Ton Westgeest 2 September 2017
FYI: scaling up leads to nothing. You see it with everything, we have already lost the entire manufacturing industry. Akzo-Nobel and Unilever only just got out of it this year. It leads to takeovers, ultimately from abroad. Then the large pig farms are taken over by a Brazilian, Russian or Chinese who make different rules and you would just live in between. We are a small country, don't have the arrogance that we have to save/feed the world. We are rapidly being overtaken by foreign countries. The foreign countries are quickly becoming self-sufficient. We can only survive by doing it better, smarter and safer.
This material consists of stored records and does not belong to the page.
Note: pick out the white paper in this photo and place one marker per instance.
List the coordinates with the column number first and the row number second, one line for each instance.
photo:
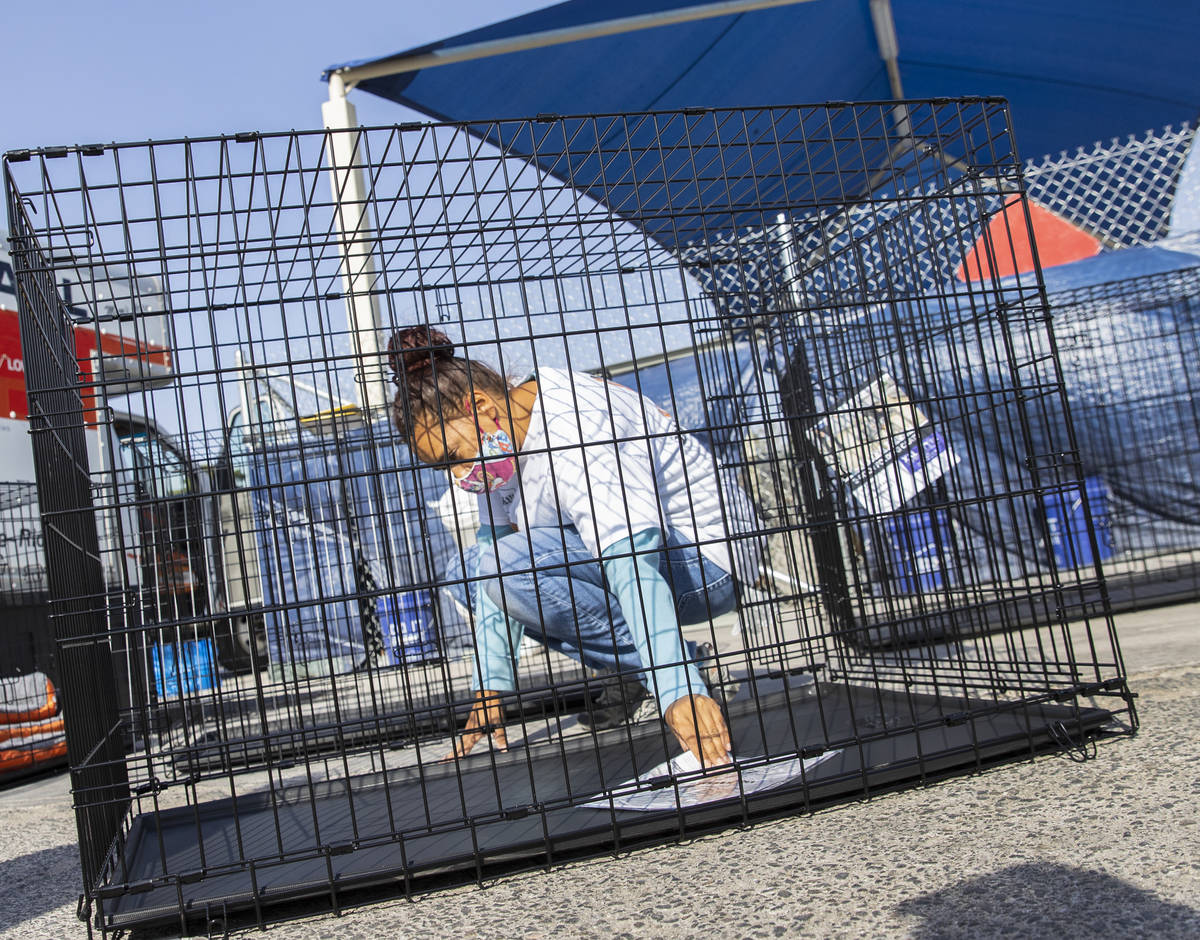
column 883, row 447
column 706, row 789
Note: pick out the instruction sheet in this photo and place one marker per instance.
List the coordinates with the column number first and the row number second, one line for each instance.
column 706, row 789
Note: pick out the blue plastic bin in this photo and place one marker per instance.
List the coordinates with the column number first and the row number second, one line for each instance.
column 184, row 669
column 913, row 540
column 1067, row 522
column 407, row 624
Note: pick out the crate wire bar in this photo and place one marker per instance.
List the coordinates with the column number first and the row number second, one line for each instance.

The scenario as with the fattening calves - fattening everything here and then selling the meat abroad - cannot be sustained with chickens, cows and pigs. Not just for the manure. It is too short sighted of; you are going to live in the city, the foreigners are already buying plenty of houses and buildings in the city.
Peters 3 September 2017
Bit hypocritical to be against scaling up. Who still feeds from the local miller, has a local vet, etc.? Welcome to the new world! Even though a thousand pig farmers have been dropping out every year for 30 years in a row, nobody wants to be part of the next thousand.
hendrik 3 September 2017
buy the pig rights and turn them into dairy rights, then they are worth more and then you can pay the stopping pig farmer more
TDW 4 September 2017
If we convert pig rights to cow rights based on phosphate with a discount on the sale of pig phosphate of 37%. After this calculation, we have to deal with an equal amount of nitrogen when converting pigs to cows. The big advantage is that 37% phosphate has been removed from the market. The pig rights can then yield +/- €300 each and 1 cow rights will cost +/- €2700.
john 5 September 2017
No rights are required. next year manure production will be back in balance with space and everyone can earn a good living.